The Correct Option is D

- Nickel complexes exhibit different magnetic behaviors due to the nature of the ligands and the crystal field splitting that occurs in the metal's d-orbitals. The geometry of the complex can influence whether it is paramagnetic or diamagnetic.
- (A) \( \text{[Ni(CN)}_4]^{2-} \): The complex of Ni²⁺ with cyanide (CN⁻) is a strong field ligand, causing significant crystal field splitting. This leads to the pairing of electrons in the lower-energy orbitals, resulting in a diamagnetic complex.

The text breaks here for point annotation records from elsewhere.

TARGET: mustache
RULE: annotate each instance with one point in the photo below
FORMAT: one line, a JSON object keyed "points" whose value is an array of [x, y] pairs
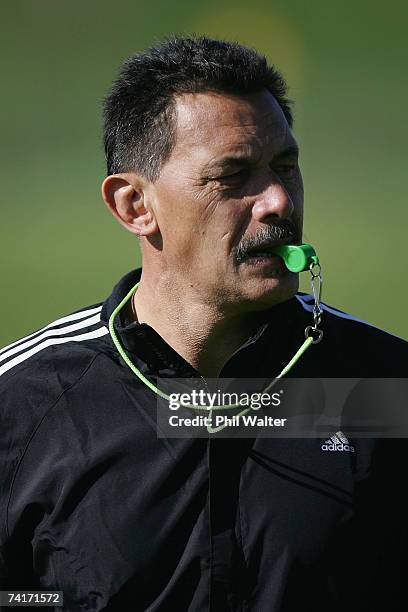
{"points": [[268, 236]]}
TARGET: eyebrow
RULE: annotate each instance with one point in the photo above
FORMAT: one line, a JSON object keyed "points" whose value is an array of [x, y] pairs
{"points": [[243, 158]]}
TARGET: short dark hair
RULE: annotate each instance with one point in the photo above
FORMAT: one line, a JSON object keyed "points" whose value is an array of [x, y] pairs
{"points": [[139, 112]]}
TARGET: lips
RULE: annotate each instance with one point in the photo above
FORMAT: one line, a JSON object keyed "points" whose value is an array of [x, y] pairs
{"points": [[265, 249]]}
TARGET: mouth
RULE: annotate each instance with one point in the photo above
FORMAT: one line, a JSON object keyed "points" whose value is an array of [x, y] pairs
{"points": [[264, 252]]}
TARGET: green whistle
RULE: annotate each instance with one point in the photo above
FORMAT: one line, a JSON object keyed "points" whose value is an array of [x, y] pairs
{"points": [[297, 258]]}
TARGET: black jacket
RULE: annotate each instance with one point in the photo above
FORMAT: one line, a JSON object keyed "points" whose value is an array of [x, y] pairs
{"points": [[94, 504]]}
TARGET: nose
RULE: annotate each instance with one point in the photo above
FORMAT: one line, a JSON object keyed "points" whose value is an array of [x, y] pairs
{"points": [[273, 202]]}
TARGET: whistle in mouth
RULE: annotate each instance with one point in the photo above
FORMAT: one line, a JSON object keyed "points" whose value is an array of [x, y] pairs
{"points": [[297, 258]]}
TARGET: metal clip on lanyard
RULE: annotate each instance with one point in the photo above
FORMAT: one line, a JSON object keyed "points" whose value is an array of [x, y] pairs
{"points": [[302, 257]]}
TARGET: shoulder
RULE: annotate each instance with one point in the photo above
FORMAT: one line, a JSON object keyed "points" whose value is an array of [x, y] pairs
{"points": [[56, 354], [351, 340]]}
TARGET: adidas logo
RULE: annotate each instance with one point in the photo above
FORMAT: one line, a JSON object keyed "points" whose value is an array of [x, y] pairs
{"points": [[338, 442]]}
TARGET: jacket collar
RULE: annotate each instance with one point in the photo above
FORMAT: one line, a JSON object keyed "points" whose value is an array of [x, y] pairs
{"points": [[153, 356]]}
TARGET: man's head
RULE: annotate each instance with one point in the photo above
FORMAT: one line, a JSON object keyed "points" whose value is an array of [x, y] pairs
{"points": [[202, 165]]}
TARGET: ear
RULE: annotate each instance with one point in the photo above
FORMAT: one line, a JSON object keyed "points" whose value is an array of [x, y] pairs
{"points": [[124, 194]]}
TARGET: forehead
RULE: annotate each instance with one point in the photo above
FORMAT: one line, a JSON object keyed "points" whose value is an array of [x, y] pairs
{"points": [[213, 124]]}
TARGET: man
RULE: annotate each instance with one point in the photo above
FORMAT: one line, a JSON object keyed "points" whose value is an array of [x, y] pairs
{"points": [[203, 168]]}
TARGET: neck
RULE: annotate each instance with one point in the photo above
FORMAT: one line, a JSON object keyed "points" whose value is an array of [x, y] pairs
{"points": [[205, 337]]}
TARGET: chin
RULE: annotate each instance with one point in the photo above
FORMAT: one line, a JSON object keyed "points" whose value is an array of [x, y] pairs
{"points": [[261, 293]]}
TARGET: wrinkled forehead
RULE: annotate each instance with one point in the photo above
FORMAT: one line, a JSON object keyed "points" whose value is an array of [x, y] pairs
{"points": [[212, 124]]}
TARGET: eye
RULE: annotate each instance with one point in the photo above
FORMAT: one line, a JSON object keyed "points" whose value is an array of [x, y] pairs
{"points": [[287, 170]]}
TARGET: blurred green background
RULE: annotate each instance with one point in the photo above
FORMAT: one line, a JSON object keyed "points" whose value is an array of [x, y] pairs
{"points": [[346, 65]]}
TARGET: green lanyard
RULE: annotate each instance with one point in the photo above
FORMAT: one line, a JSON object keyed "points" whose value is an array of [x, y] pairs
{"points": [[309, 340], [297, 258]]}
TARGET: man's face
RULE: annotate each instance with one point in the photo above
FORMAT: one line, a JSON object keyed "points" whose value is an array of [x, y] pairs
{"points": [[231, 188]]}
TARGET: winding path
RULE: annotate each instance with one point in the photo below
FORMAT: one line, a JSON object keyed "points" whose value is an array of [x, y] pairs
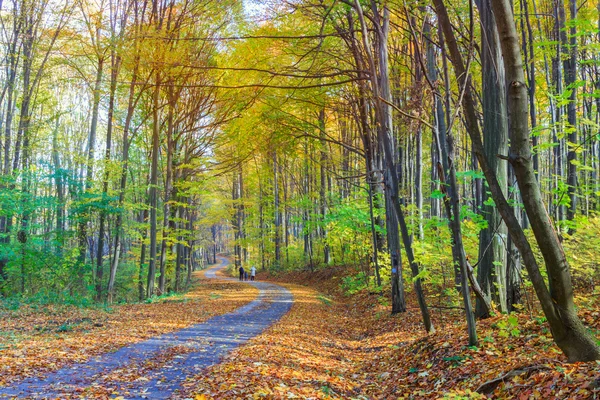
{"points": [[204, 344]]}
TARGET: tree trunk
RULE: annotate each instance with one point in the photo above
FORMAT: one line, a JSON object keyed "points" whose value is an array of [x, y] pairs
{"points": [[491, 273], [154, 189]]}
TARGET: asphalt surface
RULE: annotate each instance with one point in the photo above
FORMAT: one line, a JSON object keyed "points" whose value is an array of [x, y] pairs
{"points": [[198, 347]]}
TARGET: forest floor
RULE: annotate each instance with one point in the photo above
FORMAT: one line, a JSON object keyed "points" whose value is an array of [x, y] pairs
{"points": [[328, 346], [332, 346]]}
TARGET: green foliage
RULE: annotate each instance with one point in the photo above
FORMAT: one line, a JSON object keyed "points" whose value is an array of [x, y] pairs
{"points": [[508, 326], [353, 284]]}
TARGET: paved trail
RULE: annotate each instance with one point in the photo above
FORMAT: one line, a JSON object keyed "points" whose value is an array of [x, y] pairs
{"points": [[204, 345]]}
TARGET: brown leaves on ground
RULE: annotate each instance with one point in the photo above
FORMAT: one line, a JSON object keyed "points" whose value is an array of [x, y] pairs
{"points": [[337, 347], [38, 340]]}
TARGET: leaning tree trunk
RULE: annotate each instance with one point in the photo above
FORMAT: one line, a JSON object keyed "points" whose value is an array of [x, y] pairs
{"points": [[491, 273], [568, 331]]}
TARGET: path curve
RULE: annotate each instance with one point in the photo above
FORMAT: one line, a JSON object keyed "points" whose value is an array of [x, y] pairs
{"points": [[205, 344]]}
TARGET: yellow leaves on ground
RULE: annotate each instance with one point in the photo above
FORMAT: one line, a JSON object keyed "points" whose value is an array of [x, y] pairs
{"points": [[38, 341], [352, 348]]}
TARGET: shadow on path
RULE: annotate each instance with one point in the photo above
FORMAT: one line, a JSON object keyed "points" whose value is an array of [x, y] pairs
{"points": [[200, 346]]}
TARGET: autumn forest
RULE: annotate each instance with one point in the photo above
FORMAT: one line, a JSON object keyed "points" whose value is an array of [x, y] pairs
{"points": [[414, 185]]}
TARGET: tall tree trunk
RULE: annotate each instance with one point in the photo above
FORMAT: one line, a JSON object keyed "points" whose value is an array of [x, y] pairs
{"points": [[115, 66], [154, 189], [568, 331], [491, 273]]}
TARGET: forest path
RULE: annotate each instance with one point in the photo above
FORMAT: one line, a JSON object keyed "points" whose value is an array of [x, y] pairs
{"points": [[166, 360]]}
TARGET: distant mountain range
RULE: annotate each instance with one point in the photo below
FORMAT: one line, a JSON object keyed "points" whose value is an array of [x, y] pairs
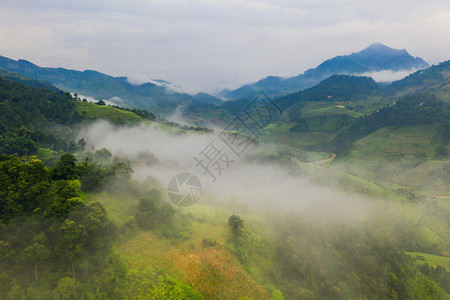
{"points": [[376, 57], [156, 97]]}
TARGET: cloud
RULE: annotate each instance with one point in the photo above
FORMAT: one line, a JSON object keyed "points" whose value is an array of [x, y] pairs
{"points": [[260, 186], [210, 45]]}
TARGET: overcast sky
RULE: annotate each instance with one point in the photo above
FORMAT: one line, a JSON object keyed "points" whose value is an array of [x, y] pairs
{"points": [[209, 45]]}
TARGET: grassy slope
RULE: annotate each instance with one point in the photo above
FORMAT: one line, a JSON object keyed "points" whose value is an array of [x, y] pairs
{"points": [[432, 260], [212, 271]]}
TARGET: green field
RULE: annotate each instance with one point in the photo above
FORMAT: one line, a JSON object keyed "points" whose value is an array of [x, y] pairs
{"points": [[430, 259], [112, 114], [415, 141]]}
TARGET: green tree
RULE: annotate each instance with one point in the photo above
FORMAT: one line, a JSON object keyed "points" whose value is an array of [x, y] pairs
{"points": [[35, 254]]}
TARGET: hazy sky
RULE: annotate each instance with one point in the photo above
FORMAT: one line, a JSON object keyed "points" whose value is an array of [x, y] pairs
{"points": [[209, 45]]}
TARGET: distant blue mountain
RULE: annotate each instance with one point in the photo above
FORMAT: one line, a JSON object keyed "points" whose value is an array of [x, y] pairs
{"points": [[376, 57]]}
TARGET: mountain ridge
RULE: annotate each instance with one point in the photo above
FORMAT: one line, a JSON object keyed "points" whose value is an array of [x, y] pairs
{"points": [[376, 57]]}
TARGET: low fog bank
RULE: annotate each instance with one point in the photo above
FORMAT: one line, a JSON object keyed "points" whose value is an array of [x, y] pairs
{"points": [[259, 185]]}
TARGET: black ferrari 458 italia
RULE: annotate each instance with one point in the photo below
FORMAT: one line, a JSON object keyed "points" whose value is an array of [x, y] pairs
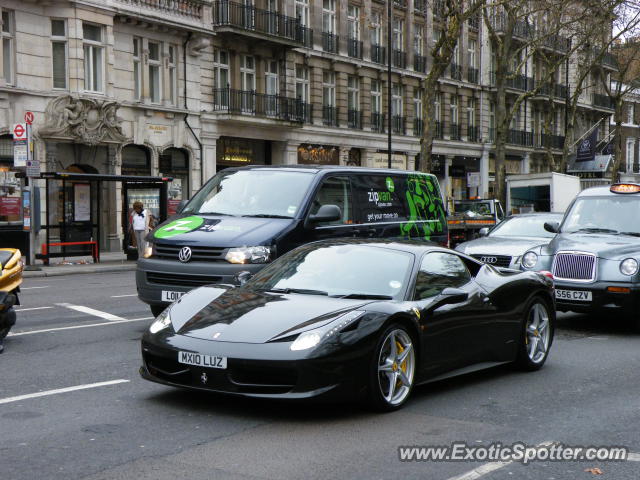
{"points": [[352, 319]]}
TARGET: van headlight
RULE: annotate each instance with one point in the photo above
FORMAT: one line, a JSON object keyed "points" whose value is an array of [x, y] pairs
{"points": [[161, 322], [529, 259], [259, 254], [629, 266]]}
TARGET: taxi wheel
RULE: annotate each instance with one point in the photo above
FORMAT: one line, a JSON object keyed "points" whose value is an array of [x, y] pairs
{"points": [[536, 335], [392, 371]]}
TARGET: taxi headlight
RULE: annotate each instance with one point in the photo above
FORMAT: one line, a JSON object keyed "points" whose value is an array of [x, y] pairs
{"points": [[163, 321], [529, 259], [259, 254], [629, 266]]}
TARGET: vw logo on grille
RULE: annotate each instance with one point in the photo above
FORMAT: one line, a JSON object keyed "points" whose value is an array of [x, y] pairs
{"points": [[184, 255]]}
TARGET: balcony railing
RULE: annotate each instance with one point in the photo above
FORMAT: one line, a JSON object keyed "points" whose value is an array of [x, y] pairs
{"points": [[455, 71], [330, 116], [473, 133], [354, 48], [420, 63], [249, 18], [398, 125], [185, 8], [604, 101], [472, 75], [520, 137], [378, 122], [354, 119], [418, 127], [330, 42], [399, 58], [454, 131], [248, 102]]}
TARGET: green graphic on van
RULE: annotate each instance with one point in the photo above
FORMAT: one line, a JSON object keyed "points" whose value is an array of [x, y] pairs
{"points": [[390, 186], [426, 212], [178, 227]]}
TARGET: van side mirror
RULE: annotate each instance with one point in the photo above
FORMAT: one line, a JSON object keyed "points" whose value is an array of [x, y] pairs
{"points": [[552, 227], [182, 204], [326, 213]]}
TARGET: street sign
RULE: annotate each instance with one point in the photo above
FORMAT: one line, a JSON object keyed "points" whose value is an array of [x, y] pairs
{"points": [[19, 131]]}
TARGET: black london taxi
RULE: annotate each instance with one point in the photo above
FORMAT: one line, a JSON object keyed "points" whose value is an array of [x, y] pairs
{"points": [[243, 218], [595, 254]]}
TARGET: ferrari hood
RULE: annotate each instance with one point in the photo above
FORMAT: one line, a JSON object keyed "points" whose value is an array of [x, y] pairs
{"points": [[248, 316]]}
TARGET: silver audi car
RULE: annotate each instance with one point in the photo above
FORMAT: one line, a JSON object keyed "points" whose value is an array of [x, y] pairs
{"points": [[504, 244]]}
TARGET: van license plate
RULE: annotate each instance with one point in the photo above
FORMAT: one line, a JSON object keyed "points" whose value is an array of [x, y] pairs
{"points": [[170, 296], [574, 295]]}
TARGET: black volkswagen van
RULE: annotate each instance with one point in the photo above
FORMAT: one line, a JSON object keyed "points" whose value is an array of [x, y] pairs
{"points": [[243, 218]]}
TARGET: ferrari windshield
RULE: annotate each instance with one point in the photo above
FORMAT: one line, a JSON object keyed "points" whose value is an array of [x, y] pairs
{"points": [[259, 193], [610, 214], [526, 226], [356, 271]]}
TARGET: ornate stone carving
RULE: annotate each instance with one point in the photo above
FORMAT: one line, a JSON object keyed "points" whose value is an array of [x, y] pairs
{"points": [[87, 120]]}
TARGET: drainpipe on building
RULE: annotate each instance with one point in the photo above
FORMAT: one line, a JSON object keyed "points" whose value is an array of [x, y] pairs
{"points": [[186, 114]]}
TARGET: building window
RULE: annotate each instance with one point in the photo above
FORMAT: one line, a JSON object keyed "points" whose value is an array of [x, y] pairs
{"points": [[302, 83], [398, 34], [154, 73], [329, 16], [59, 53], [418, 40], [137, 68], [302, 12], [93, 57], [7, 32], [172, 65], [353, 22], [328, 89]]}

- (B) \( \text{[Ni(CO)}_4] \): Carbon monoxide (CO) is another strong field ligand that causes a similar effect to CN⁻ and results in electron pairing, making the complex diamagnetic.
- (C) \( \text{[NiCl}_4]^{2-} \): Chloride ions (Cl⁻) are weaker field ligands, and the crystal field splitting is not sufficient to cause electron pairing.
Thus, [NiCl₄]²⁻ remains paramagnetic.
- (D) \( \text{[Ni(NH}_3)_6]^{2+} \): Ammonia (NH₃) is a medium-strength ligand, which can cause some splitting of the d-orbitals but does not cause full electron pairing. [Ni(NH₃)₆]²⁺ is typically paramagnetic.
Therefore, the correct answer is Option (4), where (A) and (D) are correct. Both cyanide and ammonia cause different magnetic behaviors due to the extent of crystal field splitting.